Control systems are based on loop gains. The most common structure in controls is to subtract a feedback signal from a command signal to generate an error; that error is multiplied by one or more loop gains. Large loop gains improve responsiveness by aggressively driving the error signal towards zero. Unfortunately, large loop gains also make control systems susceptible to instability and noise. When engineers tune control systems, they usually try to raise loop gains as high as these limitations allow. Feedforward offers an alternative way to improve responsiveness, relaxing the need to maximize loop gains.

The diagram shows a common example of feedforward in motion control systems. This is a position controller using velocity feedforward. Position loop gain, K _P, scales the position error to create a velocity command. The larger the value of K _P, the more responsive the position loop will be. However, if K _P is set too large the system will become unstable. In all too many systems, even values of K _P large enough to border on instability still produce an insufficient level of responsiveness. Feedforward is a practical way to speed up these systems without producing the problems caused by high loop gains.

Feedforward usually requires that the command signal be differentiated. For the motion control example shown, the position profile was differentiated (d/dt) to create the velocity profile. The velocity profile is then scaled by K _F, and added to the signal created by the loop gain to form the velocity-loop command. Notice that the feedforward path does not form a loop with the motor. Unlike K _P, feedforward gain is outside the loop so it cannot make the system unstable.

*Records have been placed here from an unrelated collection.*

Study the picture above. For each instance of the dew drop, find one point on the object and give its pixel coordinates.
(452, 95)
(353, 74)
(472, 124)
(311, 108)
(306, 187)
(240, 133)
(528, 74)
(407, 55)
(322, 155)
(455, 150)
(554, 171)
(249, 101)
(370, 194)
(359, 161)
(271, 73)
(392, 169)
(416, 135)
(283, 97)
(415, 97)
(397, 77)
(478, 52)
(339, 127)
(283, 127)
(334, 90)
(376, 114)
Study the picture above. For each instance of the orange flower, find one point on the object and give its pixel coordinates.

Feedforward gains do have shortcomings. For one thing, they don't help the system respond to torque disturbances. The control system becomes aware of disturbances through the feedback loop; and by their nature, feedforward gains are outside that loop. Also, too much feedforward causes overshoot. For the example shown, if K _F is set too high, when the machine comes to a stop, it may slide well past the target position and then have to back up to the correct position.

Normally, the best way to tune a system is to start with zero feedforward gain and raise the loop gains as high as possible. Then, if the system needs to have better responsiveness, add in some feedforward. Be prepared to reduce the loop gains a little when adding feedforward. That's because even a little feedforward will often generate some overshoot; modest reductions in loop gain will cure that problem.

Feedforward can make a substantial improvement in system responsiveness. In motion control systems, it commonly speeds up machines by more than a factor of two.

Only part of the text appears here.